Originally developed by Atilla the Hun, the breakdown had it's place in warfare for many years. That was, until people began to notice that the Earth's human and animal population had begun to decrease exponentially from direct exposure to breakdowns. Other health complications also arose from indirect exposure such as 4th degree burns, the introduction of the Ebola virus, and terminal bleeding of the ears. For many centuries, the breakdown was outlawed in civilized nations, at least until war broke out in Europe in the late 1930's.
It was used primarily by the axis powers during WWII to rip the faces off of the allies during an approach. When Hitler got word that Nazi forces were using "the breakdown" against the enemy, he called it off saying "No way man, that's too fucking brutal."
It's also a proven historical fact that the atomic bomb explosions over Hiroshima and Nagasaki in Japan were staged by the U.S. government. Instead, the government had agreed to blast two very metal breakdowns over the Japanese cities. Knowing that the American public would not condone their actions, there was a big cover up involving the use of atomic weapons.
The breakdown we know today has been manipulated to the point that, under strict government regulations, it can be used in sanctioned locations. With the rise of heavy metal, evolving into what we call "metalcore" music, rock artists have learned the proper ways to display this once deadly technique to the public in a fashion that will kill as few people as possible.
Nancy: "The Big Bang? Pish posh. The universe was formed by a fucking xXbrutalcoreXx breakdown.
Stan: I'm sick of all these damn Chuck Norris jokes.
Pablo: Haha! Yeah?! Chuck Norris is so strong, even a breakdown can't kill him! Haha! Haha! Ha--
*Stan plays breakdown*
*Pablo's head explodes*
Great for hardcore dancing.
Did you see Steven dancing to that breakdown?
Yeah man, on the 3rd breakdown of back burner, i was run over in a mosh pit. but it was fucking worth it cause breakdowns are fucking sick.
1. Tempo: Breakdowns are characterized by tempos in the 65 bpm - 70 bpm range, but also spanning from 50 bpm (double breakdown), to 90 bpm (fast breakdown / stomp breakdown).

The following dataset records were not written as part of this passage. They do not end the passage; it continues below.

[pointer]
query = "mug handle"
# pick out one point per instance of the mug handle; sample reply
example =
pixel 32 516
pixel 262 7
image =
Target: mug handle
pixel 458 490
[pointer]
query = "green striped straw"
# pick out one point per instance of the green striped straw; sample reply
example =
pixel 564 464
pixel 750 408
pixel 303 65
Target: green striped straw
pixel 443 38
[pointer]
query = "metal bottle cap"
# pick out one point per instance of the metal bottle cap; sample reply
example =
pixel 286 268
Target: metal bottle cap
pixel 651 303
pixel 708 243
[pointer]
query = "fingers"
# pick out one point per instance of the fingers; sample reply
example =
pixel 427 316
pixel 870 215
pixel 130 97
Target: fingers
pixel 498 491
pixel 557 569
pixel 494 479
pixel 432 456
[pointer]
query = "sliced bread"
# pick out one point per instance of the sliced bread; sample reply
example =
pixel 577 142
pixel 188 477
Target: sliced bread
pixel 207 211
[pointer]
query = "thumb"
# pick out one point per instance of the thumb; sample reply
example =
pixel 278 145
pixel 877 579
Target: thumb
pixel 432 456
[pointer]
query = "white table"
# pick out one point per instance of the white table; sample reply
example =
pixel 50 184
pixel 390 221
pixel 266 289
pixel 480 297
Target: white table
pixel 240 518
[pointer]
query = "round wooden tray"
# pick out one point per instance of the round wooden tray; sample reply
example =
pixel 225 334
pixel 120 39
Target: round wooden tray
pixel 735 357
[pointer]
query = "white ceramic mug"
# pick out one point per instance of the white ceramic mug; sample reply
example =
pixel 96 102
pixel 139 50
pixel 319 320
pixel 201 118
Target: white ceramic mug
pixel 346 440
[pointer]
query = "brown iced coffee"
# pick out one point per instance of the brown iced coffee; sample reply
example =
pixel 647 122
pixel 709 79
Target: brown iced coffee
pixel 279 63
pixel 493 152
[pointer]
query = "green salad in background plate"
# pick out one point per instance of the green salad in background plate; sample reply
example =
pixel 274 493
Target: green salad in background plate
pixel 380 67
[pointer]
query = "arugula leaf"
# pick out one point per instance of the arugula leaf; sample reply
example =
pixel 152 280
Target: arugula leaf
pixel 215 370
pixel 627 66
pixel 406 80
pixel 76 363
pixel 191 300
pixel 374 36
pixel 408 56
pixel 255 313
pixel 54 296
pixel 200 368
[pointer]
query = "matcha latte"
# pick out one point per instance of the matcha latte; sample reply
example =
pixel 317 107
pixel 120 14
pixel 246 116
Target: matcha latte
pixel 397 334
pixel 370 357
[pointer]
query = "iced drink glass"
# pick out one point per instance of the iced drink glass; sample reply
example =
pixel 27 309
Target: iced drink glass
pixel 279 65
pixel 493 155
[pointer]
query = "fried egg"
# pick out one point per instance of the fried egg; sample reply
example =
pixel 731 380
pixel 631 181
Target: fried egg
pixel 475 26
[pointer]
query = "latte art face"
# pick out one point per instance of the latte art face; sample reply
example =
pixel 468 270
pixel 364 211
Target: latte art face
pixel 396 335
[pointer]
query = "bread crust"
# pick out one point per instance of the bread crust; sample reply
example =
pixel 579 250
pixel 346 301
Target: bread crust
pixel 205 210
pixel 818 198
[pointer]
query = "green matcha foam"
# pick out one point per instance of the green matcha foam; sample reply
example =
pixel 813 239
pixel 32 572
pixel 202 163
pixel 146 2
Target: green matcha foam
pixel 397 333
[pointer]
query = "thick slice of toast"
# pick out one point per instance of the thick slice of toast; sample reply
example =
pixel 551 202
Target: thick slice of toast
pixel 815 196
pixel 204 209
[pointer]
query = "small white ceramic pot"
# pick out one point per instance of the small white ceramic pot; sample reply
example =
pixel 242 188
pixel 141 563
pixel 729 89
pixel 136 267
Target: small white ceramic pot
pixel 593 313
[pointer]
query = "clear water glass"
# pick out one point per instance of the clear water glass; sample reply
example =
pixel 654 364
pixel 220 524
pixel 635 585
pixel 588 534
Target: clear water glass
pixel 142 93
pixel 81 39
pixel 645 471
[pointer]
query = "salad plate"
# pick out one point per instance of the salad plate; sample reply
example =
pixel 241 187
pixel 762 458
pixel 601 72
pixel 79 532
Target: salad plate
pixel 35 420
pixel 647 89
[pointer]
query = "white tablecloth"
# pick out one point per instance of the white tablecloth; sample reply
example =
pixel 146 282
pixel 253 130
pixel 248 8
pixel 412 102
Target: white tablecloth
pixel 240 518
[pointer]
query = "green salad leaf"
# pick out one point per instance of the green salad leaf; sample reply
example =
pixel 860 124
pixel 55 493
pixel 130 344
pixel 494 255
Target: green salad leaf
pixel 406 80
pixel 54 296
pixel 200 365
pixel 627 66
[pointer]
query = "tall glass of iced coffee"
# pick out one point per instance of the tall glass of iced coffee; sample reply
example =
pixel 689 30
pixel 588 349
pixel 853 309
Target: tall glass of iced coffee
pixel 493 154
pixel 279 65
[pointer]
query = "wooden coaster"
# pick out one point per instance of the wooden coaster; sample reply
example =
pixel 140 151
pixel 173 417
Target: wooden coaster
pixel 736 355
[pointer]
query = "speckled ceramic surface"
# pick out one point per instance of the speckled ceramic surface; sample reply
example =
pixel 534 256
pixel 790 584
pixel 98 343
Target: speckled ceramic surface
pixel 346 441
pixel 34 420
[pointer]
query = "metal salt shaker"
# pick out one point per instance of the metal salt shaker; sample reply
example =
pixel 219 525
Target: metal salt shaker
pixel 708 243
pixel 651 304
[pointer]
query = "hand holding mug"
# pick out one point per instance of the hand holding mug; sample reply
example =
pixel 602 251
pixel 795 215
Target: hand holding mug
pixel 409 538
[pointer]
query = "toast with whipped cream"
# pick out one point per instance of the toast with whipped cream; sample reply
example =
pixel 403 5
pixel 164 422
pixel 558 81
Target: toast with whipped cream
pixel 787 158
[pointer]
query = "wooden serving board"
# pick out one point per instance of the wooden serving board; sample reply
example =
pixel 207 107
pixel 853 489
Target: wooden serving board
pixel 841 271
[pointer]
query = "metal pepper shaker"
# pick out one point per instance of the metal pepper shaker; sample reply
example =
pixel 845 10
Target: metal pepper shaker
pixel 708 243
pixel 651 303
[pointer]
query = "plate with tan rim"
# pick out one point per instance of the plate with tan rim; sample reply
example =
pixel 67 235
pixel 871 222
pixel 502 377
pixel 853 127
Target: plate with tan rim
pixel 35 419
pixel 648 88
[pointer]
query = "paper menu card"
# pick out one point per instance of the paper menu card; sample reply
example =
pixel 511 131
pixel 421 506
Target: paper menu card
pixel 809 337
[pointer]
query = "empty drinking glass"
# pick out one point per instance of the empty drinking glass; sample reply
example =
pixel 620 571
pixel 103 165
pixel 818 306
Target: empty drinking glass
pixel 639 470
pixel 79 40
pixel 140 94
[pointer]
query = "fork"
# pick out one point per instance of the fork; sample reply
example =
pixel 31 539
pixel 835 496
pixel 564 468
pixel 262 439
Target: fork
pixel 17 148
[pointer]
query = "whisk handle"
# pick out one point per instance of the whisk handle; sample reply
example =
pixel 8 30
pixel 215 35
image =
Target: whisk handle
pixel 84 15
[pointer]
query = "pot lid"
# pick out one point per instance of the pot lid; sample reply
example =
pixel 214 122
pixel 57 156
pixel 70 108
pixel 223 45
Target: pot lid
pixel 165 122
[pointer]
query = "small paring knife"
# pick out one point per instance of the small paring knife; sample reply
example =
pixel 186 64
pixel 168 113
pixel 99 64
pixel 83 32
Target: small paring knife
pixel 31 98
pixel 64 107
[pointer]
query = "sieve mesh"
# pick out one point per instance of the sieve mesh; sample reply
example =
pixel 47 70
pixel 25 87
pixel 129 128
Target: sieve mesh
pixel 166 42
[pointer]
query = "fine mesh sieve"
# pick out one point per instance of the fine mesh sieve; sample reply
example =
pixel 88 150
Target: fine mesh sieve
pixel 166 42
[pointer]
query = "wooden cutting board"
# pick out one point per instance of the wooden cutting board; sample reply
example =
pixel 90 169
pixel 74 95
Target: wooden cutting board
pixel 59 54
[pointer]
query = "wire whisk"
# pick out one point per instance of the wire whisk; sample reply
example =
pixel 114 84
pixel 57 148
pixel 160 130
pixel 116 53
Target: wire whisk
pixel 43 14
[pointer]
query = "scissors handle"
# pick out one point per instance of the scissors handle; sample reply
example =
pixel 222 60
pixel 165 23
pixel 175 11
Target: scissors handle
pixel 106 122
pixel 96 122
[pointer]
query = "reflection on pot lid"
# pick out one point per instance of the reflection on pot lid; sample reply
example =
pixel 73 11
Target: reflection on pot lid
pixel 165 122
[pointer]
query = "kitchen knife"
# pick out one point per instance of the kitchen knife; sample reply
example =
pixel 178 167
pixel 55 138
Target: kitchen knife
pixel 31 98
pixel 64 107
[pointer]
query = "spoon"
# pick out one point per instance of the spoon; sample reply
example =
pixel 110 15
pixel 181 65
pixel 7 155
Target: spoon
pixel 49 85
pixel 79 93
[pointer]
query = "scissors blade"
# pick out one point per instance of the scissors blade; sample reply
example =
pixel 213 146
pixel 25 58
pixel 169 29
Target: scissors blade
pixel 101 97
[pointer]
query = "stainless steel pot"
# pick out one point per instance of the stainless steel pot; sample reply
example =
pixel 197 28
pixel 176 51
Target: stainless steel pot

2. Content: Breakdowns are further characterized by strong emphasis on rhythm, snares on the 2nd & 4th quarter notes, cymbals on either eighth notes or quarter notes, and kick drum patterns which accent the often staccato guitar playing. Many modifications to this formula can be made (displaced snares, melody), but these modifications tend to detract from the maximum impact of the breakdown.
Because these two requirements must be satisfied, entire songs can be breakdowns, and do not need to contain any fast parts. As well, many slow sections of songs of these genres are not breakdowns, because they do not meet the content requirements.